La pianista Valentina Lisitsa non suonerà il prossimo aprile alla Fenice di Venezia dove era stata ingaggiata dalla società di concerti Musikamera che affitta le belle Sale Apollinee del teatro il quale non c'entra col fatto

Ucraina ma pro Putin. Venezia "cancella" la pianista Lisitsa

La pianista Valentina Lisitsa non suonerà il prossimo aprile alla Fenice di Venezia dove era stata ingaggiata dalla società di concerti Musikamera che affitta le belle Sale Apollinee del teatro il quale non c'entra col fatto.

Il contratto è stato annullato - a proposito: vi sono penali per la recessione causa guerra russo-ucraina? - perché la concertista è nata a Kiev ma non abbraccia la causa ucraina, anzi è sempre stata molto critica contro la mancata democrazia del proprio Paese e sostenitrice, però, della Russia dove la democrazia non è mai stata moneta corrente, un paradosso.

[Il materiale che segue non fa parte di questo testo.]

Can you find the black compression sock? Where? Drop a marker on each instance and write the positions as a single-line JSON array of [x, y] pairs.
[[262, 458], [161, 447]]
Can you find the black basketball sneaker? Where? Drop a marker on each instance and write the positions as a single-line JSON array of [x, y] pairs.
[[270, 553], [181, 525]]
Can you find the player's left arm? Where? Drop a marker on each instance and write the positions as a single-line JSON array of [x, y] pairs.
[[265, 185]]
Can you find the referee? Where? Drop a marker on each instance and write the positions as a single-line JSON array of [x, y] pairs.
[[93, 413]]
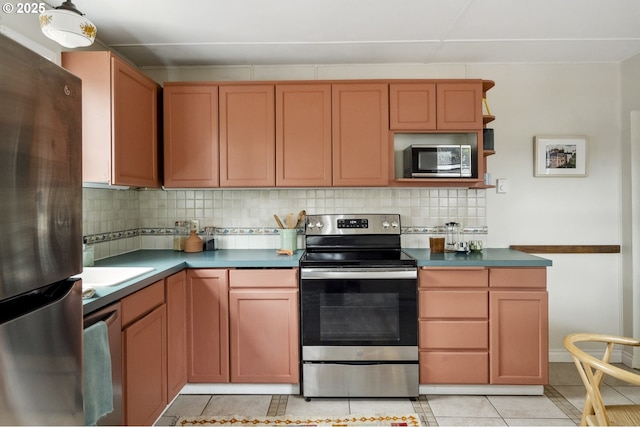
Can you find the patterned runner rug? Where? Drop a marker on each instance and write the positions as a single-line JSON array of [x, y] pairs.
[[408, 420]]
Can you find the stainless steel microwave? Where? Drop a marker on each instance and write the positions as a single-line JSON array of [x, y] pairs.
[[438, 161]]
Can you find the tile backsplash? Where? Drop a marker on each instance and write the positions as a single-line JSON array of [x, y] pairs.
[[118, 221]]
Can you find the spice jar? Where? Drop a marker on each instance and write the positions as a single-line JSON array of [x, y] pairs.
[[453, 236], [209, 239], [193, 243], [180, 233]]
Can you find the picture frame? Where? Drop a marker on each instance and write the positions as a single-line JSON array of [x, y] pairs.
[[560, 156]]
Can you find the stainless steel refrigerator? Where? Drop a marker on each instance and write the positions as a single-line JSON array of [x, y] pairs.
[[40, 240]]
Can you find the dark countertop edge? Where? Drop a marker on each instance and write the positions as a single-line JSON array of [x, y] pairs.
[[489, 257], [167, 262]]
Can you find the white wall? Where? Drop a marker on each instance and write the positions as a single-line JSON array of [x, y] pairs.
[[528, 100], [630, 166], [585, 290]]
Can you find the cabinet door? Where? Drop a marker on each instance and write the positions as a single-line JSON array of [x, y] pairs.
[[247, 136], [191, 136], [360, 113], [412, 106], [94, 68], [518, 337], [145, 368], [303, 135], [264, 336], [208, 326], [176, 289], [459, 105], [135, 127]]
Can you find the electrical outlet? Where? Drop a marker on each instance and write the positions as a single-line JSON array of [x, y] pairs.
[[502, 185]]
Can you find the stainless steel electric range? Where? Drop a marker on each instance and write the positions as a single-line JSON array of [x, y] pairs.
[[359, 308]]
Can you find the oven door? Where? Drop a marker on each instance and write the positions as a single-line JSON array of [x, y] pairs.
[[367, 309]]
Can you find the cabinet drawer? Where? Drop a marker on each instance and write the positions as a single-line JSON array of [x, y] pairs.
[[454, 304], [142, 302], [444, 367], [455, 335], [518, 278], [453, 277], [280, 278]]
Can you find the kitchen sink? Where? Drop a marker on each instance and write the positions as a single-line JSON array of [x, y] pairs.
[[109, 276]]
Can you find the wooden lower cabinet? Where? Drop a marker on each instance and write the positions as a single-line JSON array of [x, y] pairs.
[[519, 337], [360, 123], [263, 308], [243, 326], [176, 296], [208, 325], [264, 336], [519, 331], [454, 367], [144, 343]]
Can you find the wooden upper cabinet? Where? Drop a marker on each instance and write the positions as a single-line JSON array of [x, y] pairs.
[[176, 297], [459, 105], [208, 325], [119, 120], [360, 113], [191, 135], [247, 135], [412, 106], [303, 135]]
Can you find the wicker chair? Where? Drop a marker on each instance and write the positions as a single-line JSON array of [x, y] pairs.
[[592, 371]]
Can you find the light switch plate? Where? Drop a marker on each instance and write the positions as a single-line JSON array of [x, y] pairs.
[[502, 185]]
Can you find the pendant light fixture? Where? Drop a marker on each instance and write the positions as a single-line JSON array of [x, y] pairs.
[[67, 25]]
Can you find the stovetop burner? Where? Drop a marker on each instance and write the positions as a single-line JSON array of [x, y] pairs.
[[380, 257]]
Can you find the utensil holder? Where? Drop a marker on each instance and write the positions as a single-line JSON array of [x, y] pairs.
[[289, 239]]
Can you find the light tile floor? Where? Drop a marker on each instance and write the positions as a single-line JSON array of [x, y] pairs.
[[560, 405]]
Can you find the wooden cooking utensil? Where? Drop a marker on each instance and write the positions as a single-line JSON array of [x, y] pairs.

I vari antefatti sono sfuggiti oppure sono stati sottostimati da Musikamera che ha puntato dritto all'arte, Lisitsa è una buona pianista, senza vagliare il coté politico-sociale-gender della signora. E così, la società della Serenissima è stata bombardata da una carica di tweet velenosi. «Questa è Valentina Lisitsa e pare che stia per fare un concerto al prestigioso Teatro La Fenice di Venezia. È conosciuta per le sue posizioni pro Putin e ha perfino fatto un concerto in maggio nella Mariupol occupata» è stato il tweet di partenza che ha originato la valanga di insulti all'associazione. E via con le scuse e la cancellazione dell'appuntamento, un po' come accadde in aprile negli Usa quando la Pasadena Symphony, pungolata, prima chiarì che non avrebbe rimosso dalla stagione il concerto della Lisitsa poiché un tempo aveva manifestato il suo filoputinismo ma da anni i suoi social media erano devoti alla musica e punto. Poi la pressione aumentò e la pianista venne sostituita con il pretesto che il manager aveva fornito false informazioni.

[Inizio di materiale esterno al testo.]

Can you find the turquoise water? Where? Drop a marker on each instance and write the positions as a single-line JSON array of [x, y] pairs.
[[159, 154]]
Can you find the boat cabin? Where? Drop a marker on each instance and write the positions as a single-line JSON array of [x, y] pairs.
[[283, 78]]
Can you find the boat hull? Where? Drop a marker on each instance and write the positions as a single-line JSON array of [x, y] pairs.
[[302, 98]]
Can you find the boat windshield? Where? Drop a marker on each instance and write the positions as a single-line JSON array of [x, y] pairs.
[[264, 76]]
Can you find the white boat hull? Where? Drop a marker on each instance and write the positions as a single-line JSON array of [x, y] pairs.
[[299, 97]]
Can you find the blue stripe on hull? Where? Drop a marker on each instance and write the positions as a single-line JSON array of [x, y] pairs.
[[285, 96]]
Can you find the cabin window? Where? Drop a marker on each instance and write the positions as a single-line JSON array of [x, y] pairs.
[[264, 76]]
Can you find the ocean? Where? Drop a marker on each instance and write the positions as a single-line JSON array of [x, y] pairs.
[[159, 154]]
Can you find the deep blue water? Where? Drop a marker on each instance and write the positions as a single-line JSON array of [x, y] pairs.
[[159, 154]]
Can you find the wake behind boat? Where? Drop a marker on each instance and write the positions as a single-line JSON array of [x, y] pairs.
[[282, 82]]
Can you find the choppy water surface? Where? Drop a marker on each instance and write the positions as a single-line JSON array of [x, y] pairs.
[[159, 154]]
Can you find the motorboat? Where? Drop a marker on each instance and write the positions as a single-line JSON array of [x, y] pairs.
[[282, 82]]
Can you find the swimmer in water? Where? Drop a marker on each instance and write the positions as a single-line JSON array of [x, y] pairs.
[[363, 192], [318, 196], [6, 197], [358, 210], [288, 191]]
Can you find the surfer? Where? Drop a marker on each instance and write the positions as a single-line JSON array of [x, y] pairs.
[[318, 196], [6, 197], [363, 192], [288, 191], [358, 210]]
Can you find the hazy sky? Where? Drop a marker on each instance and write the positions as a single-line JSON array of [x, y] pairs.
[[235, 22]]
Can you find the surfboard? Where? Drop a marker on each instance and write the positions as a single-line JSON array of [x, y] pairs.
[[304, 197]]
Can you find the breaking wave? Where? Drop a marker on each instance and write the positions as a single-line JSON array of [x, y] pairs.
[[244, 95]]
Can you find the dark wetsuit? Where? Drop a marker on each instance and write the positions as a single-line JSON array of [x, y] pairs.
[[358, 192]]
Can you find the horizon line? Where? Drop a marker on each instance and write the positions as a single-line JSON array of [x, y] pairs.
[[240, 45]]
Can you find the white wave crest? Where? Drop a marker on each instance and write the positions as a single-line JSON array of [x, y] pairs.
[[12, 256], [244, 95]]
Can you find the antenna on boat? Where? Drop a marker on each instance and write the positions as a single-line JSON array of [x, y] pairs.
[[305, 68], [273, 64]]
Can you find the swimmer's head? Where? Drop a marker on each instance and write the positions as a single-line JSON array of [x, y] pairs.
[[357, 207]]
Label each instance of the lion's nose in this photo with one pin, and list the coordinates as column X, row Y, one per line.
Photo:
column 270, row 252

Correva il 1991 quando la Lisitsa lasciava Kiev dove era nata diciotto anni prima. Quando la incontrammo a Milano nel 2014, anno di annessione della Crimea da parte della Russia, le chiedemmo da che parte stava. Spiegò che i genitori erano Russi ma 50 anni prima si erano trasferiti nelle terre ucraine concesse come incentivo, «ce ne siamo andati senza rimettervi piede. C'erano tante aspettative per il nostro Paese, euforia pura. Poi ci imbattemmo nella corruzione politica, la gente moriva in nome della trasparenza. Che carriera avrei potuto sviluppare in una terra di povertà e desolazione? In Ucraina non s'è vista democrazia, ma solo oligarchia: persone nel clan di Yanukovich figurano tra le 27 più ricche di Londra. La cosa spiega tutto», dichiarò.

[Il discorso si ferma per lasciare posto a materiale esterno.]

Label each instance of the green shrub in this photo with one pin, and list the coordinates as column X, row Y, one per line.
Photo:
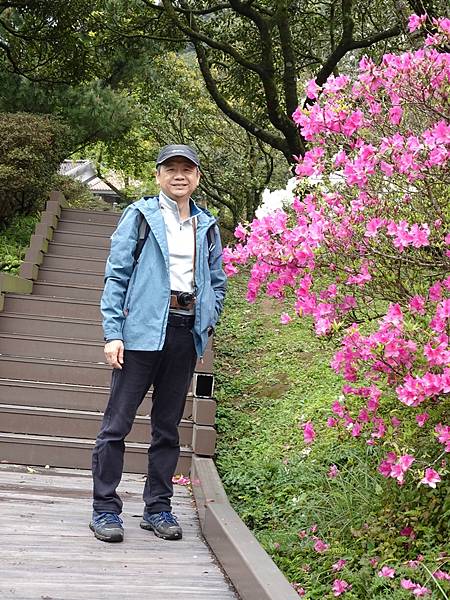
column 31, row 150
column 270, row 380
column 78, row 195
column 14, row 240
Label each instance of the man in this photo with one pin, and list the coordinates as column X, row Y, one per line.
column 163, row 295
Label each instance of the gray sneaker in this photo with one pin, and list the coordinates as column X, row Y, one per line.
column 163, row 524
column 107, row 527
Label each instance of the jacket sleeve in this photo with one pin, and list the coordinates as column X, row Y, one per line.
column 119, row 268
column 218, row 277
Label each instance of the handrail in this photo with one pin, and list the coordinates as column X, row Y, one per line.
column 43, row 233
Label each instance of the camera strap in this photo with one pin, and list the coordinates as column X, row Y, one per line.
column 194, row 228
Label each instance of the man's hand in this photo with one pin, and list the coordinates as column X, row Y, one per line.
column 114, row 353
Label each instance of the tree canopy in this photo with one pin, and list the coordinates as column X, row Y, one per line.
column 263, row 51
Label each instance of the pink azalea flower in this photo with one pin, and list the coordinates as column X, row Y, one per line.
column 408, row 532
column 340, row 586
column 387, row 572
column 422, row 419
column 333, row 472
column 443, row 432
column 308, row 433
column 339, row 565
column 421, row 590
column 442, row 575
column 395, row 115
column 431, row 478
column 285, row 319
column 240, row 232
column 395, row 422
column 320, row 546
column 312, row 89
column 300, row 591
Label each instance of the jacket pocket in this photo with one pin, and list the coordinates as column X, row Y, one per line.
column 129, row 294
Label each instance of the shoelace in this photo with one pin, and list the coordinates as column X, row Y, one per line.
column 108, row 519
column 166, row 517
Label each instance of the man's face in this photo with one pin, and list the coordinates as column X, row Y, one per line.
column 178, row 178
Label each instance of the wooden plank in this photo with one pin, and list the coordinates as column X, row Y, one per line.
column 48, row 552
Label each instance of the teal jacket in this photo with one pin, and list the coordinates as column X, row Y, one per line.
column 135, row 300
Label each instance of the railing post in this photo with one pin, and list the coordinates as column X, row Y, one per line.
column 204, row 434
column 43, row 233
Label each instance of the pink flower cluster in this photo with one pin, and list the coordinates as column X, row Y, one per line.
column 373, row 232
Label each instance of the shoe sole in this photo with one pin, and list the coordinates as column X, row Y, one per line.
column 104, row 538
column 149, row 527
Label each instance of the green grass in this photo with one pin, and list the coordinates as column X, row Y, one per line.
column 270, row 379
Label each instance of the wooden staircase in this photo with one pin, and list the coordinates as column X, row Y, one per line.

Lisitsa un po' come i ballerini Sergei Polunin e Svetlana Zakharova, ha lasciato un Paese incapace di fornire trampolini di lancio, se ne è andata con rabbia differentemente da Zakharova che tentò più volte di ricucire i rapporti con la madre patria, ma mai le venne perdonato il fatto di aver abbracciato la causa russa.

L'affair veneziano entra nella cornice della russofobia e della cultura della cancellazione, di posizioni assunte senza indagare cosa si muove dietro le quinte di tante decisioni. È questo un caso in cui «La ragione e il torto non si dividono mai con un taglio così netto, che ogni parte abbia soltanto dell'una o dell'altro».